"You heard what she said?"

"Yes. How do you feel after that, doctor?"

"Withered; ready to blow away like a dry leaf in autumn!"

"You look it," laughed the mate, as he glanced admiringly at the big, handsome man who seemed to take up all the available space in the little cabin, and who was laughing as heartily as if some one else had suffered instead of himself.

"Isn't she a haughty one?" continued the chief.

"Who is she, anyway? The captain made us acquainted. But you know he doesn't go into particulars. She was Miss MacAllister. I was Sinclair. That was our first encounter. You witnessed the second."

"Her father is senior member of the big London firm of 'MacAllister, Munro Co., China Merchants.' They have hongs at every open port on the China Coast. He is making an inspection of all their agencies and has brought his wife and daughter along for company. Being a Scot, he likes to keep on good terms with the Lord, who is the giver of all good gifts. So he is mixing religion with business. In the intervals between examining accounts and sizing up the stock in their godowns, he is visiting missions, seeing that the missionaries are up to their pidgin, and preaching to the natives through interpreters."

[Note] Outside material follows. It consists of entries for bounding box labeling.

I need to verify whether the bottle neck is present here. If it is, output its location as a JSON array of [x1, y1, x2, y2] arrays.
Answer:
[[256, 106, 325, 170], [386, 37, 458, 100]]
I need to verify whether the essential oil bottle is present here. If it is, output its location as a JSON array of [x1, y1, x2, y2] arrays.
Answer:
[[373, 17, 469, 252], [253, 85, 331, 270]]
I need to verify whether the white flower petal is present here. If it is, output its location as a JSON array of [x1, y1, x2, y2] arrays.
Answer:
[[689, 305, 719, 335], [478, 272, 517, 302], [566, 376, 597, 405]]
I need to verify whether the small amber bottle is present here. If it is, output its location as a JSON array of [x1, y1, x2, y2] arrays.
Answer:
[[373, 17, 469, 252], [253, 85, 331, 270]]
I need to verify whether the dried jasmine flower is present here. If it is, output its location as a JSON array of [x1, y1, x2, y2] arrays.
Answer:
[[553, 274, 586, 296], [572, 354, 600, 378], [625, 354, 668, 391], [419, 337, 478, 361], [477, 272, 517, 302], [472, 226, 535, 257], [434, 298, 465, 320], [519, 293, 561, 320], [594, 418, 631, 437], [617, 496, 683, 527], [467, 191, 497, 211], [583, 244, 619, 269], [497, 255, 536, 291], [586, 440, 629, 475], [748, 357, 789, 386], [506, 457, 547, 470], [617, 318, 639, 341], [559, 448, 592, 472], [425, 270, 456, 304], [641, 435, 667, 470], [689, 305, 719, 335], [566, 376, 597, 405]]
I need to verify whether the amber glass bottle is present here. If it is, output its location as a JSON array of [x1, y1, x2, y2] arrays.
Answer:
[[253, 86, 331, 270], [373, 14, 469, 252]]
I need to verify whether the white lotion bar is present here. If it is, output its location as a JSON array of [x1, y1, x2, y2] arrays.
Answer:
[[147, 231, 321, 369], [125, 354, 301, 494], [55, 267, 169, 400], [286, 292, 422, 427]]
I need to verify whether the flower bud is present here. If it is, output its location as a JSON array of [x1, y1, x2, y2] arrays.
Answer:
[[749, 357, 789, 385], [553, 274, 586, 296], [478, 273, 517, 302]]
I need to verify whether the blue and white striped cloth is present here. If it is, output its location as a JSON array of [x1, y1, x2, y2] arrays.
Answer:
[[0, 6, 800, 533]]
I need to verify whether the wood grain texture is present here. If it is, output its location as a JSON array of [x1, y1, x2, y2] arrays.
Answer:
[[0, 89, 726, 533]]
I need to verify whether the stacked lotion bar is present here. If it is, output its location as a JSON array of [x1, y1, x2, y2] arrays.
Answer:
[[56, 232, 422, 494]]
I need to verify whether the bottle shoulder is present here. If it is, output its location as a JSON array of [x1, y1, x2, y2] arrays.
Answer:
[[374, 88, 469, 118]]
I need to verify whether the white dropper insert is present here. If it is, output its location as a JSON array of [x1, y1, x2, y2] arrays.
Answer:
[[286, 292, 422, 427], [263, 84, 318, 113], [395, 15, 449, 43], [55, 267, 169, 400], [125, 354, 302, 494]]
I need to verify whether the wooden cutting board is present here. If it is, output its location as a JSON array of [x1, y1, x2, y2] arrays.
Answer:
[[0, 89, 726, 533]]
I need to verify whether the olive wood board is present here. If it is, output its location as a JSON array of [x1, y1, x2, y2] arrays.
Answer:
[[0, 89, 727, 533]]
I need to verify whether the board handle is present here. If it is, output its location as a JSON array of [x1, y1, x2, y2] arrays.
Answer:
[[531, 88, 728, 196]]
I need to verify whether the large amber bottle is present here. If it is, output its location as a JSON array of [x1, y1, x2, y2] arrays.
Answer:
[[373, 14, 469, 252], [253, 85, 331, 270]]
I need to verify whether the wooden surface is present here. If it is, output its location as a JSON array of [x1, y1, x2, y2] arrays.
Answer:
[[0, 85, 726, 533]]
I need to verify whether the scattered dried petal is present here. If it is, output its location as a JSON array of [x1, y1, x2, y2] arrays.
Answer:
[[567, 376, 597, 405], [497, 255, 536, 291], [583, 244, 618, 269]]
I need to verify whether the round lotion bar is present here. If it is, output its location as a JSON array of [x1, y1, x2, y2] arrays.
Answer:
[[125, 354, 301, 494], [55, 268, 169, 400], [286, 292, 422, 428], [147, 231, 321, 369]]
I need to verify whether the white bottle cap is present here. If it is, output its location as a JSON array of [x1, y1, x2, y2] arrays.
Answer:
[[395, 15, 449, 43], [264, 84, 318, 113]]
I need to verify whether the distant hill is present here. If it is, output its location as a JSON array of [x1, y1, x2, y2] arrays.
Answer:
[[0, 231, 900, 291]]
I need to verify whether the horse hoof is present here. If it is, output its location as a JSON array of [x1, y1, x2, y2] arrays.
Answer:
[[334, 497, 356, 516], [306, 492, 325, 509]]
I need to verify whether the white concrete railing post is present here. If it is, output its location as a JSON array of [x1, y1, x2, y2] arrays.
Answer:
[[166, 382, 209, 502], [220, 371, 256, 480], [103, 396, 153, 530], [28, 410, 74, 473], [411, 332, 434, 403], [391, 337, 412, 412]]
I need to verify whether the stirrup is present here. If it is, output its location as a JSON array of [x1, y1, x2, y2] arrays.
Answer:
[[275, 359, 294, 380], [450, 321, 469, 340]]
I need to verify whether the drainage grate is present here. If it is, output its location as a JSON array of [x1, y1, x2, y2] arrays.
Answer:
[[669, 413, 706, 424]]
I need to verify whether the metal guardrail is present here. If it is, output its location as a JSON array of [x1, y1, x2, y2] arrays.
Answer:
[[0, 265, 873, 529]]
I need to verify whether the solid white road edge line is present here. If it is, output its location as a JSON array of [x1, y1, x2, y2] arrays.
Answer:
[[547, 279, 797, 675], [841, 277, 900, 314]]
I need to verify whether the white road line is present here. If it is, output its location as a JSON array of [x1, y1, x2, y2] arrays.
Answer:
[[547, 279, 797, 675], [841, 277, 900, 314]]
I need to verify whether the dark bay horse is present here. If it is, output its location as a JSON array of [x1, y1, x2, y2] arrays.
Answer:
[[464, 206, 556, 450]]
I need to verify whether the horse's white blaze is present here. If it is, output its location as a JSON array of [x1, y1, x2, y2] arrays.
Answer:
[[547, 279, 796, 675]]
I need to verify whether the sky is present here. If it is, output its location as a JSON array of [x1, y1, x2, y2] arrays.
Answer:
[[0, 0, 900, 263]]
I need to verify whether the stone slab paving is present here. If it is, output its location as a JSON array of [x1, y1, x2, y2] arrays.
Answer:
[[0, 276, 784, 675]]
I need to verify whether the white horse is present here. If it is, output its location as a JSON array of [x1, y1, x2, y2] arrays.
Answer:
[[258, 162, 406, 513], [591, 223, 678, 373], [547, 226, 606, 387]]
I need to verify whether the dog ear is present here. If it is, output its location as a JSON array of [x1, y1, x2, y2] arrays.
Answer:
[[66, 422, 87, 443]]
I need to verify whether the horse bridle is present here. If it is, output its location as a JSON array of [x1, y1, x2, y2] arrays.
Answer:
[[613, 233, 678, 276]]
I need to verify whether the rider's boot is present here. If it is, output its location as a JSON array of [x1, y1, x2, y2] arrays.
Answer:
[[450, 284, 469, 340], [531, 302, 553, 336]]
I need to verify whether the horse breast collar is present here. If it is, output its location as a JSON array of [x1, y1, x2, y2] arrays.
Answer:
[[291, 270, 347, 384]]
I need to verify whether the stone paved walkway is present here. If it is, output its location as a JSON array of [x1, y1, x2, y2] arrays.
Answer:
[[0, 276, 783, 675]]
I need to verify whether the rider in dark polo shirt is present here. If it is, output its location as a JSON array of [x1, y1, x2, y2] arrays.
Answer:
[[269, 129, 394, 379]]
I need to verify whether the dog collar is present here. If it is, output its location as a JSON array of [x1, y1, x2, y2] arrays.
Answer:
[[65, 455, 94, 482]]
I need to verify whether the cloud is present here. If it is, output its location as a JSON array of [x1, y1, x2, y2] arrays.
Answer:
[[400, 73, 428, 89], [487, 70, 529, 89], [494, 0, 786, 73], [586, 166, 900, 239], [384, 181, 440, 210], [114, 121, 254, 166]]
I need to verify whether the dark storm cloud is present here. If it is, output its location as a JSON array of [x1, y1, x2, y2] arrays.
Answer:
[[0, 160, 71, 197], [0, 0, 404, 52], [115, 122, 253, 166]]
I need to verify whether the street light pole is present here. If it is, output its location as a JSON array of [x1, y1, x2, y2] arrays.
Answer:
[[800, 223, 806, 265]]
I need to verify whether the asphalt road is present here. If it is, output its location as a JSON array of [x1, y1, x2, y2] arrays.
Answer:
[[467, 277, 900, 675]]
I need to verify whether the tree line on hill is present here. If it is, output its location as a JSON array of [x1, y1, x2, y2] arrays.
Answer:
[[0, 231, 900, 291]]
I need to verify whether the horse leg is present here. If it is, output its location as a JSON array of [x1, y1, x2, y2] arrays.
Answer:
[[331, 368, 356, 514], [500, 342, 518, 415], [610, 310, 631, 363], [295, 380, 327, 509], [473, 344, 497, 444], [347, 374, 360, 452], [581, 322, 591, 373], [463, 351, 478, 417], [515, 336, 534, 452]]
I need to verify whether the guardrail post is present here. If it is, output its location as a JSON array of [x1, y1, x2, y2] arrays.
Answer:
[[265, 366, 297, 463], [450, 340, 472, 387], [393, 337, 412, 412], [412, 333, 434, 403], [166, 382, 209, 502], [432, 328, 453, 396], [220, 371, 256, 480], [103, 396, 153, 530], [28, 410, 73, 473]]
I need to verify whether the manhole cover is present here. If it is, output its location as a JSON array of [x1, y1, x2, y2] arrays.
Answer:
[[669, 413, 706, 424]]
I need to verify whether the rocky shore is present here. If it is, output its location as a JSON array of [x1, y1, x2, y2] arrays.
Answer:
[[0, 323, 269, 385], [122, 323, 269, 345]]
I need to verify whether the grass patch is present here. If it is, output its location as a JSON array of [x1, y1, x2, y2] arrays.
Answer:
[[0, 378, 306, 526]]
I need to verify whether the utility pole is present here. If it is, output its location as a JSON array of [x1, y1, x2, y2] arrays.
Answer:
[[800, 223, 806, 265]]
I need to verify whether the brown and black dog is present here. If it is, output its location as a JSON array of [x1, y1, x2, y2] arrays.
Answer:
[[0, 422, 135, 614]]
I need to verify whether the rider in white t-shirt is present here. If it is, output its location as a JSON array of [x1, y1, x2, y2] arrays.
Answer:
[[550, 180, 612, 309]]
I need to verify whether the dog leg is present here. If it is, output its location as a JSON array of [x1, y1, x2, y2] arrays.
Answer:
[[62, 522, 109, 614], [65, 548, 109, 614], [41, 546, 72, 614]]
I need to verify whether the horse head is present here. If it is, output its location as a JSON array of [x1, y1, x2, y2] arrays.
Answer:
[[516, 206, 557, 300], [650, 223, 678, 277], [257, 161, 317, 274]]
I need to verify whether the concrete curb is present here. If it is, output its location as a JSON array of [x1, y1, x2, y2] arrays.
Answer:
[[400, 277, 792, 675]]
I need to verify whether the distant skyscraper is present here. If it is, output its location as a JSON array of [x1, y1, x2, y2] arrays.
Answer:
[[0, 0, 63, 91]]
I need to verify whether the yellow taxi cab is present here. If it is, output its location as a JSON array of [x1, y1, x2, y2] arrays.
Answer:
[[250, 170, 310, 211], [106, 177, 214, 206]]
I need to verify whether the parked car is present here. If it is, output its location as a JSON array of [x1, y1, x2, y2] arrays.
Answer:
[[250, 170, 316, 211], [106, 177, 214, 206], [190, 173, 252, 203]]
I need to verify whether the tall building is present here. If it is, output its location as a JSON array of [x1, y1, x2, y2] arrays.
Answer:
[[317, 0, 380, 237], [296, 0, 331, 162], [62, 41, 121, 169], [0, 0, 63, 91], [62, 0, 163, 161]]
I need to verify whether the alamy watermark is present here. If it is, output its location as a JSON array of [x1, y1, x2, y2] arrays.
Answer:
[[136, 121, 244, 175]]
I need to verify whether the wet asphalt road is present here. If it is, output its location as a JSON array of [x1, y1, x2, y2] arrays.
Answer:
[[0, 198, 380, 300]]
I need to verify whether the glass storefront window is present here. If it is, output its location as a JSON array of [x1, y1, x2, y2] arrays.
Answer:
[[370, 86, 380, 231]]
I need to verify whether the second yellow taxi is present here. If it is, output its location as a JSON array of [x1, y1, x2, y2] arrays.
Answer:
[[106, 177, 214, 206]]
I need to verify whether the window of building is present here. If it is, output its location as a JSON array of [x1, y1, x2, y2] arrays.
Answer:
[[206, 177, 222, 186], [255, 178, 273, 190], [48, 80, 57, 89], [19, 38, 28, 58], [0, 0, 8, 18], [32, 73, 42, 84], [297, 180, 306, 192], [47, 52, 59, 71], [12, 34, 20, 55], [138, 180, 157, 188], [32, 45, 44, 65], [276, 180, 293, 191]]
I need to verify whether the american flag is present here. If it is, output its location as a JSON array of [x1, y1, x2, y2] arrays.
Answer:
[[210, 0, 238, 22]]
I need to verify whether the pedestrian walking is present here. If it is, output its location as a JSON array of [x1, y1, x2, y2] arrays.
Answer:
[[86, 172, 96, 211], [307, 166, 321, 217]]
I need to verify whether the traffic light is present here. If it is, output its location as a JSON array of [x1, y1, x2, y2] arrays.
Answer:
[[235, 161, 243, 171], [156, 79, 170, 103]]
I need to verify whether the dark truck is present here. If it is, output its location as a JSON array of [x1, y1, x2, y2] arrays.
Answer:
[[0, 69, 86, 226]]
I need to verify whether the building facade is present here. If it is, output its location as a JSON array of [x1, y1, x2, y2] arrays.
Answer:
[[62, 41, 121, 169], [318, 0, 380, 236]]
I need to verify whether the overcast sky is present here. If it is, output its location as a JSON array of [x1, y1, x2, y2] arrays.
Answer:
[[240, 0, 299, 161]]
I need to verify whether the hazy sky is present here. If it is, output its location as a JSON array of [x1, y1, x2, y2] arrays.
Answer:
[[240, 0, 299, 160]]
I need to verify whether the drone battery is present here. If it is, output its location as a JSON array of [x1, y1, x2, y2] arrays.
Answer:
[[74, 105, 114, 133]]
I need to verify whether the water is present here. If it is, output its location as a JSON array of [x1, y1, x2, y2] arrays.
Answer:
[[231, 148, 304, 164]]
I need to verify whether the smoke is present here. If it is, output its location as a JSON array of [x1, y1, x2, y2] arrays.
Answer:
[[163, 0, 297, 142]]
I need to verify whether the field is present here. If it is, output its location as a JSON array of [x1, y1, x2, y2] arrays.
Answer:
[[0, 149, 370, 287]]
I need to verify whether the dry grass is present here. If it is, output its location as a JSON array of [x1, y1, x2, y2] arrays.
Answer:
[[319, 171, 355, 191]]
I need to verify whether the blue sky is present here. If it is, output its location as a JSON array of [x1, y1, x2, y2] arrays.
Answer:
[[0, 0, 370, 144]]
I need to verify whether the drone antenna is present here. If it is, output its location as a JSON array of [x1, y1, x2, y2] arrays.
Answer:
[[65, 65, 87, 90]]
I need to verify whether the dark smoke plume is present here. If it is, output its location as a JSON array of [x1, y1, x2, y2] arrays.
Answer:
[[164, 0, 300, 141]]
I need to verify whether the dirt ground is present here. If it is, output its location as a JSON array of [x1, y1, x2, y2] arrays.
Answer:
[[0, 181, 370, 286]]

"Easy seeing, McLeod, that you're a Scot yourself, or the son of a Scot, from your faculty of acquiring things. Where did you get all this about the MacAllisters? They joined us only this afternoon at Amoy."

"Oh, yes! But they were with us from Hong-Kong to Swatow last trip. You missed that, doctor, by going over to Canton. Miss MacAllister and I got quite chummy. Bright moonlight; dead calm; too hot to turn in and sleep! So we just sat out or strolled up and down nearly all night. If you had been there, I should have had no show. See what you missed."

"If what I got to-day be a fair sample of what I missed last trip, you're welcome to it."